Dedykuję Tangled ;)
Violetta
Po tym wszystkim Leon, podwiózł mnie do domu. Nawet nie pożegnałam się z państwem Verdas. W ogóle ich nie widziałam. Czułam się strasznie. Na każdym kroku kłamie. I dlaczego? No jasne, dlatego, bo Fabien ma to głupie zdjęcie. Przez to wszystko chce mi się tylko płakać. Nic innego. Chce zapaść się pod ziemię. Nie mam na nic siły.
Gdy tylko weszłam do budynku, niezwłocznie ruszyłam do mojego pokoju. Nie pragnęłam niczego innego jak tylko położenia się do łóżka i cichego szlochania. Jestem bezsilna.

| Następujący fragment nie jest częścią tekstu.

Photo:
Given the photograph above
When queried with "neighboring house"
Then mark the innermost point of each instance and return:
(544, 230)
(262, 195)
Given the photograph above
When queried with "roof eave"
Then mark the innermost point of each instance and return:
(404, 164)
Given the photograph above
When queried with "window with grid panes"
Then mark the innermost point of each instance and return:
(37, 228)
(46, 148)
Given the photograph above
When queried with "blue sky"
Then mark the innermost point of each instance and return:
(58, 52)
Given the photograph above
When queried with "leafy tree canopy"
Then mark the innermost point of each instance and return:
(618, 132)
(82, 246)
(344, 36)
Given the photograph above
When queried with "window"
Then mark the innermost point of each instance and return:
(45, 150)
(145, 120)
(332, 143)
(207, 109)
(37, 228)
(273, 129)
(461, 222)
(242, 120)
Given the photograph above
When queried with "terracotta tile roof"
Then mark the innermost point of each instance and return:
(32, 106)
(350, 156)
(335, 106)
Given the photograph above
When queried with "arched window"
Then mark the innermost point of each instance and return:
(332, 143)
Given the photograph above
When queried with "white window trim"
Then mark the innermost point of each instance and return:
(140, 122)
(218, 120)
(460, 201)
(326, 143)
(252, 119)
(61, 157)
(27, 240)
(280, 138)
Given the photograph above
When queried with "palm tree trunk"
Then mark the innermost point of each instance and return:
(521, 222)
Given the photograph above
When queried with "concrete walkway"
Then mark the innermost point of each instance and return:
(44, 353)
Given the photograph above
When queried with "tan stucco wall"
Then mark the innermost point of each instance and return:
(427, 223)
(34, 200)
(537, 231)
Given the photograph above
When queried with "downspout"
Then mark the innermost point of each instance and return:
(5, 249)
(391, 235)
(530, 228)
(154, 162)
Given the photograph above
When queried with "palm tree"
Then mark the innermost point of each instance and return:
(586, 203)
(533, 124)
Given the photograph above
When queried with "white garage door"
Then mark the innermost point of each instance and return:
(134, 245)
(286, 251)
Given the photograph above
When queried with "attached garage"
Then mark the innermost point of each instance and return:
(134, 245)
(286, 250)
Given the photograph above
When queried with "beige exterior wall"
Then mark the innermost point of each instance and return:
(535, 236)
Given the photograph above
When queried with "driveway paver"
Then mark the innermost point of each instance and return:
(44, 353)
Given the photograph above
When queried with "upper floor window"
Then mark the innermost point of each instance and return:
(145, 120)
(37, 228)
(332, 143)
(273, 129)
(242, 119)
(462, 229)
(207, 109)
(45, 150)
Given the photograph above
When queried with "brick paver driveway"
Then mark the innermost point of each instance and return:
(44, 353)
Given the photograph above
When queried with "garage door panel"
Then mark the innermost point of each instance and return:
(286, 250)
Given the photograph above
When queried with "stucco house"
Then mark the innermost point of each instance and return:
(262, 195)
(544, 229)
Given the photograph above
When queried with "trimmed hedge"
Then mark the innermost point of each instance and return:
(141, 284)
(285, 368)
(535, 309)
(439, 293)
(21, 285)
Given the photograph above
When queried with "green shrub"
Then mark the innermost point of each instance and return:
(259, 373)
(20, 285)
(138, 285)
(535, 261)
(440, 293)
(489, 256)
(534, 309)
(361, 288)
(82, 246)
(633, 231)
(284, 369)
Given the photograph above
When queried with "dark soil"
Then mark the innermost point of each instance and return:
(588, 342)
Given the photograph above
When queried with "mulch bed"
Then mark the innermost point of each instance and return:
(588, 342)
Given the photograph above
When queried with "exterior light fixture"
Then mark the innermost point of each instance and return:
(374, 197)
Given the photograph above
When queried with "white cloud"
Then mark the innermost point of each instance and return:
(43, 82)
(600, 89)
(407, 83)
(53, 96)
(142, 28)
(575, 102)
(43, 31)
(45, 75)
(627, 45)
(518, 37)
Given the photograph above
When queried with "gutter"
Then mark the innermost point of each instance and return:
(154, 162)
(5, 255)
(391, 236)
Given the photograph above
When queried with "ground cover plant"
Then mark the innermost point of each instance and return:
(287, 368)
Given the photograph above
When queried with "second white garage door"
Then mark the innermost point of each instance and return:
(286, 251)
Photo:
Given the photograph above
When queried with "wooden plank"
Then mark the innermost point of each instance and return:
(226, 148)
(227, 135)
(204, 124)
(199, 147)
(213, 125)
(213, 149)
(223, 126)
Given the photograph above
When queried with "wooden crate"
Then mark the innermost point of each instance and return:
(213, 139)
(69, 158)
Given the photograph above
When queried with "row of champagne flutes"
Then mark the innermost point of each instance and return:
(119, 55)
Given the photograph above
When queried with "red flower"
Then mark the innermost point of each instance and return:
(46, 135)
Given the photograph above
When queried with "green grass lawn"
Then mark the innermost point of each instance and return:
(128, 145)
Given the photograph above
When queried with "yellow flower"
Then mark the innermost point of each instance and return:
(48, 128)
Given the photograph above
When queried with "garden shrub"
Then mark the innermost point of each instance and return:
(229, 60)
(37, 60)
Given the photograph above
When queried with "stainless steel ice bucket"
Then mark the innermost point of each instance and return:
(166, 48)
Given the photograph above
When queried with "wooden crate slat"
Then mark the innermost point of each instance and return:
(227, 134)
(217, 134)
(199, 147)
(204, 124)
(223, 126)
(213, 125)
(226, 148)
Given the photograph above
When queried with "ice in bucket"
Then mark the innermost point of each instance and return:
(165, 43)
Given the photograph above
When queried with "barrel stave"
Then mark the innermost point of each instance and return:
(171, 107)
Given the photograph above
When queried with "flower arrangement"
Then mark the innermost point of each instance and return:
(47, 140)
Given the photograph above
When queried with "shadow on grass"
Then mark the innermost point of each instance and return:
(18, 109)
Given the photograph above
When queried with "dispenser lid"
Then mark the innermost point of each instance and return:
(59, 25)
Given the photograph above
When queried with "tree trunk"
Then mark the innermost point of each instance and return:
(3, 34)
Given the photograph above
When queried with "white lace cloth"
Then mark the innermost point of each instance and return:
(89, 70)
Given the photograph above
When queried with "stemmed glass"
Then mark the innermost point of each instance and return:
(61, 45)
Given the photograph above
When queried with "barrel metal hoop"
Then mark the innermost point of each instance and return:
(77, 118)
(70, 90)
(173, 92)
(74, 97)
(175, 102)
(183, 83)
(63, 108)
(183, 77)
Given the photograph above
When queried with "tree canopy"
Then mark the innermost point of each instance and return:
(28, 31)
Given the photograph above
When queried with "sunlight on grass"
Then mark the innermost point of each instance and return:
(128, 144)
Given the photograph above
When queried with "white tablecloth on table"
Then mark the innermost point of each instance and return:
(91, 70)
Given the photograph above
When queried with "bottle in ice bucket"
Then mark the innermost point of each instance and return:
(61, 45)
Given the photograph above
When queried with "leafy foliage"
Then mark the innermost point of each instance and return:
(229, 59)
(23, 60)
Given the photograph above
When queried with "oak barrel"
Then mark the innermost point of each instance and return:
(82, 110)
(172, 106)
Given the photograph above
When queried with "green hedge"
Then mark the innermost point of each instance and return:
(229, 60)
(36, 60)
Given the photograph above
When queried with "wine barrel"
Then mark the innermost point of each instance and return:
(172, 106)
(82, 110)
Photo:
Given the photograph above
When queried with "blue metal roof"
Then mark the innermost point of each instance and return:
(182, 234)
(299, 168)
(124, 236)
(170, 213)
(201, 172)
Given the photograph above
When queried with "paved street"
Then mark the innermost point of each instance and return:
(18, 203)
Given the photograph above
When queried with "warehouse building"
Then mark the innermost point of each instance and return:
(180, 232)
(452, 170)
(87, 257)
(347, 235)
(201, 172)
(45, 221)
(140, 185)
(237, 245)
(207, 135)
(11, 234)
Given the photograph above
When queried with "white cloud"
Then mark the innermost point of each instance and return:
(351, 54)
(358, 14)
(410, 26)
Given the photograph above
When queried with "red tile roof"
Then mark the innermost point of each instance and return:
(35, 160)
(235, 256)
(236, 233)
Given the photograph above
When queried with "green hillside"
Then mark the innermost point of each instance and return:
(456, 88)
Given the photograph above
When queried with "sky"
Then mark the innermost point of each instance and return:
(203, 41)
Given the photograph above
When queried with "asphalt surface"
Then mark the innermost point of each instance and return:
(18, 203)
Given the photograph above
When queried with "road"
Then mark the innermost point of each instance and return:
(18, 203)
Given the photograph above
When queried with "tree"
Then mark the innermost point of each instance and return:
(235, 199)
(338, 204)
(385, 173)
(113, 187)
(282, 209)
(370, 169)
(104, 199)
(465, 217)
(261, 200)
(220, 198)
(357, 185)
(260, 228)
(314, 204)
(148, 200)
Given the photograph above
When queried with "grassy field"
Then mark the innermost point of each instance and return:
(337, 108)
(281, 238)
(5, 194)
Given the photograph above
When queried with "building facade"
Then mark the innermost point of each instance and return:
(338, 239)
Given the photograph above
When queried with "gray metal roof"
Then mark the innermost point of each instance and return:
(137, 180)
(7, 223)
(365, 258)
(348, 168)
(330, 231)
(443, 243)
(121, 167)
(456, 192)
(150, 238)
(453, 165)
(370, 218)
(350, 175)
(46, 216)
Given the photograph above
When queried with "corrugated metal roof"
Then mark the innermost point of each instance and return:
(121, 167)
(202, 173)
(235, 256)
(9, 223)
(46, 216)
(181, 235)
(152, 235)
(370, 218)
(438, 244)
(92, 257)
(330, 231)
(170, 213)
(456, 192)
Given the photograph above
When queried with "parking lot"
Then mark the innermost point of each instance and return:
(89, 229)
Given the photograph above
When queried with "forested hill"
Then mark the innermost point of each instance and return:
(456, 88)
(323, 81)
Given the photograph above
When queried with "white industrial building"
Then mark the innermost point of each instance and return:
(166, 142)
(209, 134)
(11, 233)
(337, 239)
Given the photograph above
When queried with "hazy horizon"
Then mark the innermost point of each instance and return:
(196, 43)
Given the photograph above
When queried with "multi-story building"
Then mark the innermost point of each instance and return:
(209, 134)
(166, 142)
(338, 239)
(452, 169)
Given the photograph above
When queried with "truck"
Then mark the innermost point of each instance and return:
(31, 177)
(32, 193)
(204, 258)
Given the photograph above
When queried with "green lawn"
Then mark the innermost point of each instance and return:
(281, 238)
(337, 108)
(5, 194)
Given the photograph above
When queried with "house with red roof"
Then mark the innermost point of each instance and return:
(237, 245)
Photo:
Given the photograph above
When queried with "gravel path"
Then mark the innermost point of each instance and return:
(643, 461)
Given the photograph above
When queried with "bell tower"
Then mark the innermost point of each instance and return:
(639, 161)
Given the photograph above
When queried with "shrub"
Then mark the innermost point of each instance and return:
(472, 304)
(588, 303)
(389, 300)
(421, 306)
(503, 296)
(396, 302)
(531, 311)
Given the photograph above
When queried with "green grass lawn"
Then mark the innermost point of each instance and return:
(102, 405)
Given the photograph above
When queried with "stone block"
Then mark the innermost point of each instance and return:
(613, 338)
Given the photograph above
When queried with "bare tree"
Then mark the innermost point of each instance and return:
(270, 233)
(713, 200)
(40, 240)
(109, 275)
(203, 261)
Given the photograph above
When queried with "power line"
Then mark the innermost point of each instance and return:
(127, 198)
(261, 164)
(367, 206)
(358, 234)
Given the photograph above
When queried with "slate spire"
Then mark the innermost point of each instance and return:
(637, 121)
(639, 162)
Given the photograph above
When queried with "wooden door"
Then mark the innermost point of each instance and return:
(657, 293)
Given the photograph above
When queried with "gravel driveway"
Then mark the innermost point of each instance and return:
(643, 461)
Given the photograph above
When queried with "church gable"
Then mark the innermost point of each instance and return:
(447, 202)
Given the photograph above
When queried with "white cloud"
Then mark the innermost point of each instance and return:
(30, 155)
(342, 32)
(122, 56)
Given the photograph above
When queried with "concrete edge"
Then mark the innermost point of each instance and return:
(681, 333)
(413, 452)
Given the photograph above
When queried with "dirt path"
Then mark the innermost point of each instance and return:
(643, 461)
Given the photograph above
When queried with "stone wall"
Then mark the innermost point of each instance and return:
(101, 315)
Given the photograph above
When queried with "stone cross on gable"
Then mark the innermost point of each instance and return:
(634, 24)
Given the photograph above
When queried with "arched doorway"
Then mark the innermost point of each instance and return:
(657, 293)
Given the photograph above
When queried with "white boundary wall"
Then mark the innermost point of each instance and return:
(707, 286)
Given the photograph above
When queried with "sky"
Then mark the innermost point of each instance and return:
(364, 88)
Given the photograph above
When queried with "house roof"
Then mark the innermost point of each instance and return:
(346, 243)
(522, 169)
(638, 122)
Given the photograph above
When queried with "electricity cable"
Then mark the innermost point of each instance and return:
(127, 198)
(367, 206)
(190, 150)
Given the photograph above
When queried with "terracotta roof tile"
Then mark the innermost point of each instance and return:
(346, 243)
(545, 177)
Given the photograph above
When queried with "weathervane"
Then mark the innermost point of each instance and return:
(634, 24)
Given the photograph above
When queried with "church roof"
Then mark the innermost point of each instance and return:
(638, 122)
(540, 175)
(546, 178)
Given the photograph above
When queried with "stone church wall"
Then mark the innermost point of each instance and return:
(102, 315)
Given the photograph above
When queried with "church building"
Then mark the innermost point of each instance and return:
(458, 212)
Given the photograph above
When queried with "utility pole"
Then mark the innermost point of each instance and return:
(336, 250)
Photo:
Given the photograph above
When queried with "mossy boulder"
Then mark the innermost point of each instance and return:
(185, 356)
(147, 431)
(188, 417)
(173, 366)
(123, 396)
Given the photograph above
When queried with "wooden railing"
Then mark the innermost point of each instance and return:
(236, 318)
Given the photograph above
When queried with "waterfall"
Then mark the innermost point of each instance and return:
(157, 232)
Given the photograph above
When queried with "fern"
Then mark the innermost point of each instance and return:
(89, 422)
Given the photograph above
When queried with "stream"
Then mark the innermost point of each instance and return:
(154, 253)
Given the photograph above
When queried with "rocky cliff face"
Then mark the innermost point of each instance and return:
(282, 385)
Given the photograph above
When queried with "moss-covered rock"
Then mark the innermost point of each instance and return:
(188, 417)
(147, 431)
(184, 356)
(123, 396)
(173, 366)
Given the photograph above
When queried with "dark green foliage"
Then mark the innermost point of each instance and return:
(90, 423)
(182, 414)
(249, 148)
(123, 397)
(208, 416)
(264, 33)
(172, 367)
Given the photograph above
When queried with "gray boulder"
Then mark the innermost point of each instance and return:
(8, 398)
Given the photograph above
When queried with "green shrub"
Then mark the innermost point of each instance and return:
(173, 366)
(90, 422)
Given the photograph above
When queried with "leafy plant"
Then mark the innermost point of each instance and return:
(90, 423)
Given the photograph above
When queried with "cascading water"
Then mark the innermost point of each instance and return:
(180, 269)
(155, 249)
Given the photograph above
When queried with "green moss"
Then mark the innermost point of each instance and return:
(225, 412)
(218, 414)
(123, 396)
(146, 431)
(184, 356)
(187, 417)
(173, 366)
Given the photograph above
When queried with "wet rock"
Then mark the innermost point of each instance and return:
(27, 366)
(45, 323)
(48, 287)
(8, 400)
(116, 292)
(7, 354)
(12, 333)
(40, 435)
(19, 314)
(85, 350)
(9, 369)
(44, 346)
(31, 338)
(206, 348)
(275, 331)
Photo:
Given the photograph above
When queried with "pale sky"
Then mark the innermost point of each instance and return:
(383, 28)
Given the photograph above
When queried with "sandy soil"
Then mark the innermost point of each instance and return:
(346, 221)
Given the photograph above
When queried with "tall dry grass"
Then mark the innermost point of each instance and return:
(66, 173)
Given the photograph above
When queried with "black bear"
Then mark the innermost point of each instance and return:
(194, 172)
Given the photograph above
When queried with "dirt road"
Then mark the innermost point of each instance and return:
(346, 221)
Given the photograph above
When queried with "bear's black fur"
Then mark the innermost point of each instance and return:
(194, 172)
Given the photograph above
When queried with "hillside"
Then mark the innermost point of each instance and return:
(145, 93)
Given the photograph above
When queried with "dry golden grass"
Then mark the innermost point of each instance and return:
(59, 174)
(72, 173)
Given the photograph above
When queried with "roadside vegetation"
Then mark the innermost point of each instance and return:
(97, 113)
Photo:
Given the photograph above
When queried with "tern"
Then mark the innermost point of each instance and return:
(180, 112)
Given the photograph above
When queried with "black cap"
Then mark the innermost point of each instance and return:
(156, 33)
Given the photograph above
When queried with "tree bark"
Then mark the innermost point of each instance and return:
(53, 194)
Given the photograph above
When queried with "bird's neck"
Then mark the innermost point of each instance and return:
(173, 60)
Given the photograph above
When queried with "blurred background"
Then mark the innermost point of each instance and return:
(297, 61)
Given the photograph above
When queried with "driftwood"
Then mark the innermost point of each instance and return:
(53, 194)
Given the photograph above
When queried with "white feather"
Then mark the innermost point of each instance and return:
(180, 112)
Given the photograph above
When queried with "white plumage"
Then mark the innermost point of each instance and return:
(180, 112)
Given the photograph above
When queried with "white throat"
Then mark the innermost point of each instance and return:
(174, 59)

Biegnąc schodami, zrzuciłam z siebie biżuterię i buty. Czułam jak w oczach zbierają się mi łzy. Wbiegłam jak szalona do mojej sypialni i od razu rzuciłam się na łóżko. Schowałam twarz w poduszce i przestałam się już powstrzymywać z płaczem.
Płakałam jak opętana. Po co ja głupia zgodziłam się na to wszystko?! By pokazał to głupie zdjęcie Leonowi, on by się obraził, ale wiem, że mnie kocha. Z czasem na pewno by mi to wybaczył.
Podniosłam swoją ciężką jak ołów głowę z mokrej od łez poduszki i kilka razy pociągnęłam nosem. Sama sobie z tym nie poradzę. Potrzebuję komuś się wygadać wyżalić. I znam tylko jedną taką osobę. Francesca. Na pewno będzie zła i wkurzona na mnie, ale mam nadzieję, że Włoszka mnie zrozumie.